Iran to launch observation satellite on nuclear talks day
Iran will launch next week an experimental observation satellite, on the day of talks with world powers over its controversial nuclear programme, the official IRNA news agency reported on Monday.
"The Fajr satellite will be launched on Khordad 3 (May 23)," the director of the Aerospace Industries Mehdi Farahi was quoted as telling.
It will be the fourth satellite sent into space since 2009 by Iran, whose space programme has attracted the concern of international community which is suspecting Tehran is seeking to develop long-range ballistic missiles capable of carrying conventional warheads or nuclear ones.
This is the first time that the Islamic republic has announced in advance a date for the launch of a satellite. Previous launches were reported after the operations were successfully undertaken.
On May 23 Iran opens talks with world powers in Baghdad over Tehran's disputed nuclear programme which has been denounced by several members of the UN Security Council.
The Security Council has imposed on Iran an almost total embargo on nuclear and space technologies since 2007.
Part of the international community, namely the West, suspects Iran, despite its denials, of seeking to develop nuclear weapons with the ultimate goal to be able to equip its missiles.
Iran's previous satellite launches triggered condemnation from the West who accused Tehran of "provocation."
The Fajr (Dawn) satellite was presented by the Iranian officials as "an observation and measurement" satellite weighing 50 kilos (110 pounds), built by Sa-Iran, a company affiliated to the defence ministry.

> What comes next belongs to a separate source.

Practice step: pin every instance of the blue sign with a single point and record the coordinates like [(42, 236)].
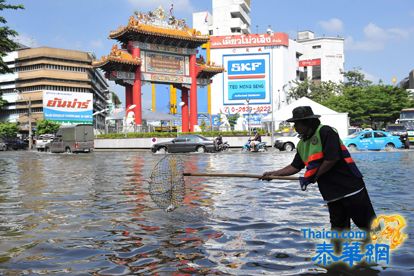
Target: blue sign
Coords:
[(246, 67), (242, 90)]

Fajr, which is equipped with solar panels, has an expected life of 18 months, much longer than the three previous observation equipment or experimental communications satellite already put into orbit by Iran which lasted a few weeks.
Iran has so far launched Omid in February 2009, Rassad in June 2011 and Navid in February 2012.
Farahi said that Fajr would be launched by Safir-B1 rocket which is able to place a load of 50 kilos on a low orbit of 300 to 450 kilometres (186-279 miles).
According to experts, the Safir-B1 is close to the Iranian ballistic missile Shahab-3 which is derived from the North Korean No-Dong missile.
Farahi said the aero-space industry has employed 10,000 Iranian directly and another 500,000 indirectly.